The stories behind colorectal cancer

It’s no secret that most people don’t look forward to a colonoscopy, but, as anyone touched by the disease will tell you, the promise that comes with the early detection of colorectal cancer far outweighs the inconvenience. Reshi Kanuru, MD, PPG – Gastroenterology, encourages all men and women to be aware of symptoms, but also the proper age to begin screening. It is, after all, the best approach to prevention.
 

Dr. Kanuru on …

Incidence.

The likelihood of developing colorectal cancer dramatically increases after age of 50. That’s why starting screening at the age of 50 is important. It allows us to detect the cancer at an early stage and remove the polyps. Though colon cancer tends to occur more as we get older, we are seeing a greater incidence of colon cancer occurring in people in their 30s and 40s, so if someone has concerning symptoms, they should have a colonoscopy.

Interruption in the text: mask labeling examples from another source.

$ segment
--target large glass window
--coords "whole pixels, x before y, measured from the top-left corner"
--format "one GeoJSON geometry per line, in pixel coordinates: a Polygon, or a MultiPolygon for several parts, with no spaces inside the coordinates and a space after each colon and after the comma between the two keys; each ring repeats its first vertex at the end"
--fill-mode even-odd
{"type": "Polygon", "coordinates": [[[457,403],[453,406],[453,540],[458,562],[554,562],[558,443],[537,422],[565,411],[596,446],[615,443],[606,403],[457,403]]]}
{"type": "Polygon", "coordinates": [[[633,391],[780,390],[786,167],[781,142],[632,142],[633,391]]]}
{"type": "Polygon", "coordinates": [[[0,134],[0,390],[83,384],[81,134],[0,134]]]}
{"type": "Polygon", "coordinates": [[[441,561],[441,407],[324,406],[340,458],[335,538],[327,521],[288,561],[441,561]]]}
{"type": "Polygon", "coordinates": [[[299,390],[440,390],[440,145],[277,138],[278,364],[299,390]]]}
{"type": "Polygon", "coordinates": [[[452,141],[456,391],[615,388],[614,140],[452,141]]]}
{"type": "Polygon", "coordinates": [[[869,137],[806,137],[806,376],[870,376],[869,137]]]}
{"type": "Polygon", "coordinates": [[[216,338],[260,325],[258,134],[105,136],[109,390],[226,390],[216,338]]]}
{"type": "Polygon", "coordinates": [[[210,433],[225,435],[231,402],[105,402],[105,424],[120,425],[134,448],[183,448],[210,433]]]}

In addition, those with a primary relative diagnosed with colon cancer before the age of 60 have a higher risk for colon cancer and need to a colonoscopy done earlier than age 50. Lastly, there are certain colorectal cancer syndromes where people may not have colon cancer in their family but have seemingly unrelated cancers. These families actually have a genetic predisposition to having a higher risk of colon cancer.  This is why it is really important to know your family history and discuss it with your doctor.

Prevention.

The best prevention is to start screening early, particularly using colonoscopy as a screening tool. Colonoscopy is the only screening method that decreases the risk of colon cancer by removing precancerous polyps. Besides screening, how we treat our bodies and what we put in them plays a large role in our risk of colon cancer.  Smoking and regular alcohol use increase the risk of colon cancer. Exercising and eating a healthy diet high in fiber and vegetables are simple, effective protective measures.

Screening.

Screening involves either stool tests or colonoscopy. While some stool tests can help detect large polyps, they are not ideal. Colonoscopy is the only screening test that actually prevents colon cancer.

In terms of the frequency, it really depends on the screening method. Stool tests range from every year to every three years. Colonoscopy is every 10 years unless you are at high risk for colon cancer or a precancerous polyp is found during the colonoscopy. If precancerous polyps are found, your doctor will talk to you about when you should have your next colonoscopy based on the size, number and type of polyps found.

Colon cancer is very treatable, but the key is identifying it early.  The more it has progressed, the worse the outcome. Because catching it early is so important I stress it is important to start screening for colon cancer at the age of 50 for those with average risk, and even younger for those at higher risk.

The most important thing to know is that screening saves lives. Choosing any screening method is really important because all screening methods can help diagnose colon cancer at an early stage. I would recommend colonoscopy if someone is willing, as it is the only screening method that reduces the risk of colon cancer in the future.